Keith Olbermann loves a good conspiracy theory: We watch, because we’re paid to

On the same night that Larry King signed off after 25 years on CNN, Olbermann delivered a passive-aggressive, self-aggrandizing farewell to King, “a friend and supporter.” It reminded me of when the news broke back in July that King would be stepping down. Here’s’ what Olbermann said at the time: “Larry King announcing tonight he will leave his nightly show this fall. Larry King is a lovely and generous man, who repeatedly tried to convince his bosses to hire me to precede him at CNN, as long ago as the spring of 2001. I will always be in his debt. Larry King, great broadcaster, hello.“ Ha! The man does have a knack for bringing every story back to himself. (In case you missed it, heres how he used Elizabeth Edwards’ death to talk about his old show on ESPN.)

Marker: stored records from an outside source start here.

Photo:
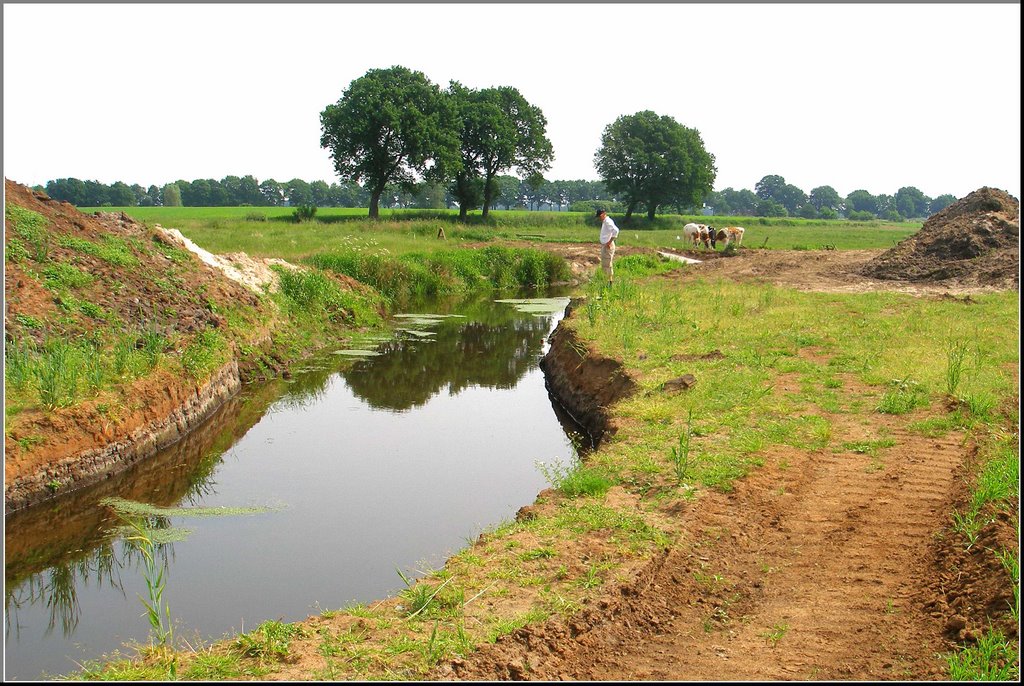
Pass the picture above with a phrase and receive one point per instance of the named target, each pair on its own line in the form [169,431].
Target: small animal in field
[731,234]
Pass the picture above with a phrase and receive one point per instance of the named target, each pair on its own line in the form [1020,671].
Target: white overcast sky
[872,96]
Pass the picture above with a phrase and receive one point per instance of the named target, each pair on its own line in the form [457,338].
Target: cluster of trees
[393,126]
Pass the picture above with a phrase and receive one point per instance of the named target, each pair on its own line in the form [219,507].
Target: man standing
[608,233]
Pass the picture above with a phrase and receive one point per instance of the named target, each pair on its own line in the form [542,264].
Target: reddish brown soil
[835,574]
[843,572]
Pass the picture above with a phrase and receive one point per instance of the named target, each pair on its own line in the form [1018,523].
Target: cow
[731,234]
[692,232]
[709,237]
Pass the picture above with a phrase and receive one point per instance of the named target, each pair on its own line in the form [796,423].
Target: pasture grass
[278,234]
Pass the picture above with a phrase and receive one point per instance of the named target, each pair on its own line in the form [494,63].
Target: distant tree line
[397,140]
[771,197]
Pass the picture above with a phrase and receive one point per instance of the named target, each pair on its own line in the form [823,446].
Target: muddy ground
[839,573]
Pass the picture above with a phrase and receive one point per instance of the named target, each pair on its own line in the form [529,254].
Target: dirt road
[818,566]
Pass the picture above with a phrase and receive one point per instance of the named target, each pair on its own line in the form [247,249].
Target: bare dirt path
[817,566]
[820,565]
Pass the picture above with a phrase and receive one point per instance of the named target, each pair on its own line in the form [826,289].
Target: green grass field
[273,231]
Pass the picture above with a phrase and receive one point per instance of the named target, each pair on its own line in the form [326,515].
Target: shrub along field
[275,232]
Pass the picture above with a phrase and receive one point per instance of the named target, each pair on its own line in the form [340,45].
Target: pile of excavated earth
[975,241]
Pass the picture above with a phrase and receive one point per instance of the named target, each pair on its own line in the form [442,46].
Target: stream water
[365,466]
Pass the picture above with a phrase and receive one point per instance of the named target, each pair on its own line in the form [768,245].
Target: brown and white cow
[731,234]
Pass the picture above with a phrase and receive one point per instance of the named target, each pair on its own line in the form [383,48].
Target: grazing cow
[731,234]
[709,237]
[692,231]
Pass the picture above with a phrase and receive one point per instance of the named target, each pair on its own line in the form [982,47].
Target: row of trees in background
[771,197]
[512,193]
[398,140]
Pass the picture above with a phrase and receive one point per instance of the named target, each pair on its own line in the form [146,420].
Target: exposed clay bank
[390,462]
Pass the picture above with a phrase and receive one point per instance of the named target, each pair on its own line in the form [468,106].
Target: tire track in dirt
[812,568]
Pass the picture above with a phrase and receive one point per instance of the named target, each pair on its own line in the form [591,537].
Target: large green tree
[500,131]
[391,126]
[653,161]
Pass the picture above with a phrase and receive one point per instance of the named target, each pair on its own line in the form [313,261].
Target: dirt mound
[113,283]
[974,241]
[118,264]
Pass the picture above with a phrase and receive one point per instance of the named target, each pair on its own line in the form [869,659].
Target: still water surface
[371,465]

Anyway, he ended histribute” tonight by slamming CNN and King for low ratings. Now that King is leaving, he said, CNN will realize “it wasn’t the host that was the problem of a feature interview show at 9 o’clock. It was the idea of a feature interview at 9 o’clock.” Classy!

The Worst Persons segment featured Lou Dobbs, Rush Limbaugh and Bill O’Reilly. Olbermann read each offending quote in different, bizarre voices, presumably meant to be impressions. Whatever you’re imagining right now, make it weirder. Then the very next segment was an interview with Kevin Spacey about his new film in which he portrays Jack Abramoff, who Olbermann promptly mocked for having a habit of doing impressions. Then he told a story about how Walter Matthau once did a bad impression of Vin Scully for him. At this point I just have to throw my hands up.

I’ll end this column by saying that Keith Olbermann is almost certainly worse at doing impressions that Walter Matthau was. Now if you’ll excuse me, I have to go see if any flowers have been delivered, because that, ladies and gentlemen, is the nicest thing anyone’s said about Keith Olbermann all week.